London Has Fallen – 2016
Starring: Gerard Butler, Aaron Eckhart, Morgan Freeman, Angela Bassett
Director: Babak Najafi
Words: C. Abbott
Following the increasingly bizarre Hollywood trend of featuring London at the forefront at any opportunity possible, this is one occasion that choice will make you cringe and beg for American soil. The cringe factor resonates throughout, held barely together with boring, flat cinematography, dull uninspired characters and a lacklustre plot that will leave you scratching your head and questioning your life choices. Picking up two years after the White House was subjugated to a devastating terrorist attack, The President (Aaron Eckhart) now has to face a new international crisis.
Opening with a lazy montage of news reports serving simply as exposition and to layout a poorly constructed chronological framework, it truly sets a tone. Yet it is only when the line “bourbon and bad choices” is uttered by are hero Mike Banning (Gerard Butler) that we, the spectators of this crime against genre fiction truly understand what we are about to witness. With a script that seems to be the insipid patriotic lovechild of Oliver Stone and Mel Gibson, the nationalism is high and the logic is low. Xenophobia fuels the cause-effect of the narrative and borderline racist slurs run rampant. At a time when Hollywood is carefully orchestrating a new, progressive image, this brings that image into blinding question. Cruising from one gun fight to another with little regard towards reason, these sequences are vehicles of questionable intent. After Banning offers a terrorist a chance to return to “fuckheadistan” there is a palpable sense of unease that goes beyond the acceptance that 90% of the British services have been taken over by insurgents. There is a sense that this film is promoting hatred and misinformation.
When it comes to these action sequels, often the case is the special effects are only point held up as a saving grace. Yet, not only is this a redundant point when special effects are generally at such a high standard, but it isn’t even true here. The special effects are abysmal. CGI helicopters weaving between tower blocks added in post is one thing, car bombs that defy physics is another. It is impossible to invest in characters that are not only one dimensional but also surrounded by events that are produced in terrible green screen.
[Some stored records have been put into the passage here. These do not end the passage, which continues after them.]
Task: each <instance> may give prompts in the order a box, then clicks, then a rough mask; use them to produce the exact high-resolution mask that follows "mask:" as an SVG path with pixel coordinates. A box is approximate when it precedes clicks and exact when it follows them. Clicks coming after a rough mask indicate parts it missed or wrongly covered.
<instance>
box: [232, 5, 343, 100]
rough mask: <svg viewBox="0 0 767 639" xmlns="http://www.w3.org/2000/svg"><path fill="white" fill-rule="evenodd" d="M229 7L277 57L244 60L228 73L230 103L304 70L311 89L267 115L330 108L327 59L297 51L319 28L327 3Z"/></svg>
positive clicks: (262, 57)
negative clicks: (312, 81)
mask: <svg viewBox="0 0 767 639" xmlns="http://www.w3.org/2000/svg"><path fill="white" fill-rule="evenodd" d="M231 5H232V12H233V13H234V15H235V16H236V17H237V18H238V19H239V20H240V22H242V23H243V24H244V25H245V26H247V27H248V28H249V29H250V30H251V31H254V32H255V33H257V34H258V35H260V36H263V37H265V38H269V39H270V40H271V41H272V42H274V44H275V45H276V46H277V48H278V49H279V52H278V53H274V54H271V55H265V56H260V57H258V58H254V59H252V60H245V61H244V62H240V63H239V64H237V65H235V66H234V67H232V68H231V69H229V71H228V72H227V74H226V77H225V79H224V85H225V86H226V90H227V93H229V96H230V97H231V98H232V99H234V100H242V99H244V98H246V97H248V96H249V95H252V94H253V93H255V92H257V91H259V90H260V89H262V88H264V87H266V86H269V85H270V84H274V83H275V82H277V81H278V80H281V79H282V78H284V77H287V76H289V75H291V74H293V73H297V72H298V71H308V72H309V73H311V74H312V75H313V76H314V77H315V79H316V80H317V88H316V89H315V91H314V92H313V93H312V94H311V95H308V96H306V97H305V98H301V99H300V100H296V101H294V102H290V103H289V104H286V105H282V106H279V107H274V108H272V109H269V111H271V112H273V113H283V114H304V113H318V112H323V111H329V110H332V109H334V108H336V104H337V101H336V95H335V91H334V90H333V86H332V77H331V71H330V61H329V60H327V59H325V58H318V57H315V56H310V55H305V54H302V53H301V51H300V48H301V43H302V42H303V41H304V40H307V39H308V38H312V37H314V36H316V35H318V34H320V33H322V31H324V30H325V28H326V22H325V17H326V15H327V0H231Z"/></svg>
Any level of creativity and joy that probably wasn’t put into the first film is gone, replaced by the Hollywood machine seeking to churn out a quick buck. This corporate investment of a sequel is as unwanted as it is unwatchable. No-one asked for this follow up, the characters didn’t deserve it; the narrative didn’t require it and the audience didn’t ask for it. The results are dull as dishwater, subpar trash that will be forgotten to the dustbin of history. Do not watch this.